Two powerfully healing herbs you might have overlooked.

By Steven Foster

E arly each spring, as soon as the frost left the ground in my childhood home of Maine, dandelion greens began to sprout, and before their early spring blooms appeared, my grandmother would be out in the yard harvesting the tender young greens.

"A spring cleanser," she said.

She let the greens soak in water overnight to remove the bitterness, then boiled them like spinach. A complement of vinegar, sprinkled over the steaming hot greens, made them a perfect addition to dinner for a week or two each spring. As soon as the flower buds began to form at the crown of the root, she stopped harvesting them.

"Too bitter now," she would always say.

Dandelion is difficult to categorize. We think of it as a weed, sometimes a vegetable, but dandelion an herb? Certainly. What is an herb? Any plant used for culinary, fragrant, or medicinal purposes, according to my Webster's . Of course, it is so common, so pervasive, and so familiar, our association of dandelion is mostly that of weed. But while best known as something to rid from a lawn, it is used for both food and medicine and, therefore, is an herb.

Dandelion is known to botanists as Taraxacum officinale , an extremely variable biennial or perennial herb species. Over 100 different variations of this simple herb have been described by European botanists. Probably native to Europe, it is widespread throughout the northern hemisphere. Wherever humans find home, so does the dandelion. The stemless leaves arise from the crown of the root in a rosette. The flower heads, those crowded familiar yellow blooms, are actually a "composite" of hundreds of tiny flowers packed together, rather than a "single flower." It is a member of the aster or composite family.

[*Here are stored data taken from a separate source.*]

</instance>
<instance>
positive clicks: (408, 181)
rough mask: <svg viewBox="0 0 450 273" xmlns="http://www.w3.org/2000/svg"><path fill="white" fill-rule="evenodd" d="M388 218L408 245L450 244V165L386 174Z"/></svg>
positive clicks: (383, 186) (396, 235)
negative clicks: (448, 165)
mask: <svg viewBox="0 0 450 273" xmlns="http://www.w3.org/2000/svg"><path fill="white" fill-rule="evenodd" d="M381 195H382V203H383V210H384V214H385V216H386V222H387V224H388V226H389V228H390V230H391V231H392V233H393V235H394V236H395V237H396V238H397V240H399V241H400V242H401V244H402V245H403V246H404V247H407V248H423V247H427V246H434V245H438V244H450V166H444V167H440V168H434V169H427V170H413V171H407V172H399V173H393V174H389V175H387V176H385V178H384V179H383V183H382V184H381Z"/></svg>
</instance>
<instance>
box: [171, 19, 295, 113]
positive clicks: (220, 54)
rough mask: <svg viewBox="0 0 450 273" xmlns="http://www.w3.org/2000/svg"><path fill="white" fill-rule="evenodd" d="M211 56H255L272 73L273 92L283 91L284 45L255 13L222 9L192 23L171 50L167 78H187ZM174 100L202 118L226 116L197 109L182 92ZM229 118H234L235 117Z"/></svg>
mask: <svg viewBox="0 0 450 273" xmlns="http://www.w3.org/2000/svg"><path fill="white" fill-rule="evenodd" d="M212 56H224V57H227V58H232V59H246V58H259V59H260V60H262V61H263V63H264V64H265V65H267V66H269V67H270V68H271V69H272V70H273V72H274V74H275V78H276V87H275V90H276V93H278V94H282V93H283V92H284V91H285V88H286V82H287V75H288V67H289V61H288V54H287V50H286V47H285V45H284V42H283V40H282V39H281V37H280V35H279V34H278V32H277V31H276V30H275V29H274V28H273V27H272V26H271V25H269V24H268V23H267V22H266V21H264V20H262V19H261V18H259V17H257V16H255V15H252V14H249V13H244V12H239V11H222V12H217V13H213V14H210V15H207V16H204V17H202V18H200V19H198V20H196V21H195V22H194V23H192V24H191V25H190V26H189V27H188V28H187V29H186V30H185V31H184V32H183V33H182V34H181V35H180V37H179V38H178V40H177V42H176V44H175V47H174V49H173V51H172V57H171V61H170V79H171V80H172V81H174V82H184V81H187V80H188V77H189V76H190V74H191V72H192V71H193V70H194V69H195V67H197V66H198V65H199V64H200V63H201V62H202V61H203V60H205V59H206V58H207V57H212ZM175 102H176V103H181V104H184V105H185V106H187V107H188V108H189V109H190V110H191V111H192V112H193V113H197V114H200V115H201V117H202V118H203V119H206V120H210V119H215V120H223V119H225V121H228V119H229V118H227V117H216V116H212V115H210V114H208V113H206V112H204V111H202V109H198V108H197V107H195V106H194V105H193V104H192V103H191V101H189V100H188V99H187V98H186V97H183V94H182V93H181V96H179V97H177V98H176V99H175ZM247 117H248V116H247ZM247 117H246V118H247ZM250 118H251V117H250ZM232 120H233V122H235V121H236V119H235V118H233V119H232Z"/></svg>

Leaves are best harvested when they are still tender and sweet, and are at their best during the first year of growth. Leaves harvested after the plant buds tend to be bitter and tough. Like her mother before her, my grandmother was right. If you harvest dandelion leaves from your lawn or yard, you will want them early in the spring before the flower buds. Dandelion leaf growing is actually a small commercial industry. As a specialty crop for fresh leaf production, three to four million dollars worth of leaves are grown each in Texas, Florida, Arizona, California, and especially, New Jersey. Who would have thought?